Why are CPU cores not evenly used by Intel TBB?

mickru · ‎10-01-2009

Hi,
we are using the commercial version of Intel TBB in version 2.2 released last August. We use it for parallel processing of captured network packets. Our application is a C++ linux service running on SLES10-SP2 using a Xeon Quad core CPU. Our understanding is, that Intel TBB ensures that all CPU cores will evenly contribute to process our data which is worked on using a parallel_for loop.
Few day's ago we have been invited by our HW supplier to test run our service on a new IBM Blade with two Nehalem CPUs. In theory we would have had 16 cores available to our service, but the output from top did show that only two cores had been used - same as on our current quad core Xeons in use. Even so the performance gain on Nehalem was huge, we assume that it would be even higher if TBB would have used all 16 cores instead of just 2.
So my question is now, how can we configure Intel TBB such that it really used all available cores on the system? We thought that this was what Intel TBB is used for - dynamically utilizing all available cores.

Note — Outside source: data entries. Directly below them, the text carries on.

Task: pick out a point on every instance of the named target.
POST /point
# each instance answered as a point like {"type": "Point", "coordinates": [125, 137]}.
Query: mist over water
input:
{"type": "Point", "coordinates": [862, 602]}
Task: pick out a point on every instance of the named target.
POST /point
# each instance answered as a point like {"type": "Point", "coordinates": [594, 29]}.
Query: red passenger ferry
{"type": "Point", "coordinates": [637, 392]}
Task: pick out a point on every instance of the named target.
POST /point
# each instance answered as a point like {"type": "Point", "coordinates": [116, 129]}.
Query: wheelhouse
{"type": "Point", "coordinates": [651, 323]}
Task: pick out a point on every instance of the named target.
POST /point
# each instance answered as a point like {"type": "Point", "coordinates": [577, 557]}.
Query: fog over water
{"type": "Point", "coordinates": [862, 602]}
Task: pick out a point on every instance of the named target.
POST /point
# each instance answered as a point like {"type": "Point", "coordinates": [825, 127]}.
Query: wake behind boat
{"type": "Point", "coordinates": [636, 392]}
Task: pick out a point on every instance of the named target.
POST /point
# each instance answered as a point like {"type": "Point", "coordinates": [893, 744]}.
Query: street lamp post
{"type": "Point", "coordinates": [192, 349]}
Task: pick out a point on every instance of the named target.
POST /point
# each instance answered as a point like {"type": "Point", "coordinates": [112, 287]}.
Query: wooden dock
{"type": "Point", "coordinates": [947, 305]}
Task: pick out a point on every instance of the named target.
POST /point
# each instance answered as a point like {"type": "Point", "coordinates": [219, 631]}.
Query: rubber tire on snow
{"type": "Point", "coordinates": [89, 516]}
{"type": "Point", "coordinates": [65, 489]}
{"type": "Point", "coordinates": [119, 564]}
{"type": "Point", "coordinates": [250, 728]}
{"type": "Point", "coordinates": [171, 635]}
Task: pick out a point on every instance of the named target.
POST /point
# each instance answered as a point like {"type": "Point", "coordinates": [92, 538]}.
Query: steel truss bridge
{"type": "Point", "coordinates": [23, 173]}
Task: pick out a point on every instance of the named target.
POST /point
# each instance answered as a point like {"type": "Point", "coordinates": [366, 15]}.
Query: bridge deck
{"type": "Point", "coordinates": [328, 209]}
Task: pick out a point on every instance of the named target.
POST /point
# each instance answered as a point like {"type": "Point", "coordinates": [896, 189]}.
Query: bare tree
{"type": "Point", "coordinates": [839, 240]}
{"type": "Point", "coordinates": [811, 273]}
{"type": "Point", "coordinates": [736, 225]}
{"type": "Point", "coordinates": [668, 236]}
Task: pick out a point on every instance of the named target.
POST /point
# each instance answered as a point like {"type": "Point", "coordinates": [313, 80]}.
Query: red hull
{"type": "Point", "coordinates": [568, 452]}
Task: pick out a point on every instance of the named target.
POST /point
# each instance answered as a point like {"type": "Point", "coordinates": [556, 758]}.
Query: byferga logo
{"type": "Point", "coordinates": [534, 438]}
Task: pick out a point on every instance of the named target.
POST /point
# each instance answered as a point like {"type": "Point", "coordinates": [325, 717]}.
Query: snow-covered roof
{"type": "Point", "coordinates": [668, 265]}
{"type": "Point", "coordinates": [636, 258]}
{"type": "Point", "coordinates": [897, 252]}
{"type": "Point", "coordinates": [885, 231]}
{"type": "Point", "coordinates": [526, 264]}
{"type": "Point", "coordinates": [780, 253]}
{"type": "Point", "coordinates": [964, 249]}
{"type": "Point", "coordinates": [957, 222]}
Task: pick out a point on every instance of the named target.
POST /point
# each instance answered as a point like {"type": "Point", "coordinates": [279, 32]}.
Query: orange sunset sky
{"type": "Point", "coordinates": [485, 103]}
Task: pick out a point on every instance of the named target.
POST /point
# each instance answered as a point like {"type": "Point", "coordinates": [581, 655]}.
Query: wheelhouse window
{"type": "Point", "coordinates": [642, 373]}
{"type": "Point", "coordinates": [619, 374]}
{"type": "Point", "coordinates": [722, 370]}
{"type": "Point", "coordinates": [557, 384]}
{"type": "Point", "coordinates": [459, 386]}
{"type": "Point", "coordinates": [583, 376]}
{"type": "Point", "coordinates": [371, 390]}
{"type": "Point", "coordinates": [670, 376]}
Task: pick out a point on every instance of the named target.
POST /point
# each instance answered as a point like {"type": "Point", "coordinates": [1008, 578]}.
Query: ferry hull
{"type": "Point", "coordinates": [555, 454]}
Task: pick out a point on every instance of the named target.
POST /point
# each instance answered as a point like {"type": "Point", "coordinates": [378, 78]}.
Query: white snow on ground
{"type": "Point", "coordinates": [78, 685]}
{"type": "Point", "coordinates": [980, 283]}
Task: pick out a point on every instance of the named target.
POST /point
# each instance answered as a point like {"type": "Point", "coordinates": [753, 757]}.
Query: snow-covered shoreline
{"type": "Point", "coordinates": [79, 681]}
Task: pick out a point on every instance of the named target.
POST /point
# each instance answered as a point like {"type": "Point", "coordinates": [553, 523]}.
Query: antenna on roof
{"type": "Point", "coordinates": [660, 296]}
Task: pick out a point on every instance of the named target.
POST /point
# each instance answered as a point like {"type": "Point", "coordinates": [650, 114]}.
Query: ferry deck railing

Any idea how we can force TBB to really use all available cores? We monitor media streams on a 1GB network connection at line-rate. This means around 21000 concurrent media sessions on the network. I do assume this is enough data to be shared among 16 cores...

Any idea?

Thanks.

TimP · ‎10-01-2009

The dual Nehalem CPU blade would have 8 cores total, with support for 16 logical processors when HyperThreading is enabled. The advantage of HyperThreading is highly dependent on your application; several Intel libraries are set by default to run 1 worker thread per core.
If your application is limited to 2 threads on a quad core, it may not be surprising if that does not change automatically.
For questions specific to TBB, the TBB forum would be more likely to help you find answers.